In article <m0rIG4Z-0006IPC@lloyd.com>,
Howard Chu <howard@harry.lloyd.com> wrote:
>Well, I got all enthusiastic about hacking again after playing with Kay's new
>MiNTNet stuff. I figured it was time to get a formal SCSI IP driver working,
>so I started poring thru Erling Henanger's scsi driver code again. Along the
>way, I remembered Dave Gymer's raw floppy driver, and wondered if perhaps the
>two could merge together. (Nope, the floppy driver just calls Xbios. Oh well.)

 i think the 68k-linux people have a `real' floppy device now...

 which reminds me :)  has anyone done something to lock GEMDOS calls and
DMA channels already so DMA devices can use sleep/iwake and no longer
halt the whole system?  (or does someone know how the Magic people did it?
probably incompatible with anything known in the rest of the world again...)

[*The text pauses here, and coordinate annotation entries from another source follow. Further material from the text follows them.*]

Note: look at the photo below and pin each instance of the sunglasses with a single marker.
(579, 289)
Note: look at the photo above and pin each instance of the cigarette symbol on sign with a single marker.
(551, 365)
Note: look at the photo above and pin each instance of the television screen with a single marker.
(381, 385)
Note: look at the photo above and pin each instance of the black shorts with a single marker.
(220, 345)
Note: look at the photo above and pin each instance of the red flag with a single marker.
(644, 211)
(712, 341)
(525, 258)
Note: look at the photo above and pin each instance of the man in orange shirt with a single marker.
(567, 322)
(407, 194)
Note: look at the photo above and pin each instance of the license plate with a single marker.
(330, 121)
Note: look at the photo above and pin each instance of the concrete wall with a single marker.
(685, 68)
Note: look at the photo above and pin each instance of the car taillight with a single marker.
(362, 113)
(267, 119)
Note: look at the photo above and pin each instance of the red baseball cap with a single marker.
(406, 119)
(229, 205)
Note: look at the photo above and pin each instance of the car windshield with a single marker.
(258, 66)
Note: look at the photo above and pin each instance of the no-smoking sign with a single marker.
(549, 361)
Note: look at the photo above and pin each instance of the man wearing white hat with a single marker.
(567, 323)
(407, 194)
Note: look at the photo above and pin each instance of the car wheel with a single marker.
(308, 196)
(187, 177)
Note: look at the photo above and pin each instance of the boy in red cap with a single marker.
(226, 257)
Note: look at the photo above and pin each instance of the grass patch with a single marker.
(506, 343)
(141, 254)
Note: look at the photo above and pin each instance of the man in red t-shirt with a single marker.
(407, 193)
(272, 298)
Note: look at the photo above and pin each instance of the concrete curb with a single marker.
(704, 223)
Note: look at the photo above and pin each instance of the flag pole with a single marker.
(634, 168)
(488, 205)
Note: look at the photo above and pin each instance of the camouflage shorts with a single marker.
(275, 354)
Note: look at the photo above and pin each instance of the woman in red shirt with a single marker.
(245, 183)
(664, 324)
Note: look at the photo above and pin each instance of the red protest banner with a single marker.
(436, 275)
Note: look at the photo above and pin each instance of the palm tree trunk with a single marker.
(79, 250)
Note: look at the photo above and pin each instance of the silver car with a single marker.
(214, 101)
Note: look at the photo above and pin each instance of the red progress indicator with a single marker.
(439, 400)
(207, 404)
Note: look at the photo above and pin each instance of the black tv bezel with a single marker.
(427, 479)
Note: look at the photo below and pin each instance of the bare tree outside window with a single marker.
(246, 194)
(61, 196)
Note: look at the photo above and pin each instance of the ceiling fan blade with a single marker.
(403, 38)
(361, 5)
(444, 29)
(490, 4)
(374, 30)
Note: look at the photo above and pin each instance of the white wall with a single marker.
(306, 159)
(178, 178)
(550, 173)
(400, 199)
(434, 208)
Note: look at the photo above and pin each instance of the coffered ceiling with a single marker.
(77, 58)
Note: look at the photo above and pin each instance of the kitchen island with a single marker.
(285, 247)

>But anyway, while I was looking thru this code, it struck me that a better
>approach was possible, kind of like the driver I wrote for ST-Minix ages ago.
>
>Ok, here's the deal - instead of having to manually build in different "drivers"
>for different floppy formats, just have a single device that reads the current
>format upon device open. How do we do this? Pretty simple really, and it
>doesn't require a valid boot sector (as my original Minix driver needed). Just
>read track 0, side 1, sectors 8 to, say, 24. If the read fails completely,
>either there's no disk, or it's single-sided, in which case you try again
>with side 0. Otherwise, it should eventually fail after reading the last sector
>on the track, and you can then determine the sectors per track count.
>
>I guess this doesn't let you know the complete geometry, because you still
>don't know how many tracks exist. if you didn't mind the long seek, you could
>determine that as well. What do you think?

 some auto-detect device sounds useful, but better keep the others
in case you get thigs like disks written with a 9-sector format that
were formatted with 10 sectors...

 (you should be able to fscntl DEV_INSTALL the same device with different
names and open() functions and set/auto-detect the format there.)
>
>[re: SCSI IP - slight problem, SCSI-2 requires SCSI parity to be on, while
>most ST ACSI-SCSI adaptors don't support parity, making it difficult/
>impossible for them to share a SCSI bus. What to do? Force the scsi driver
>to always operate in SCSI-1 mode?]

 or a #define for host-generates-no-parity?  and i guess you'll need
another parameter for the hosts method to send commands > 0x1f?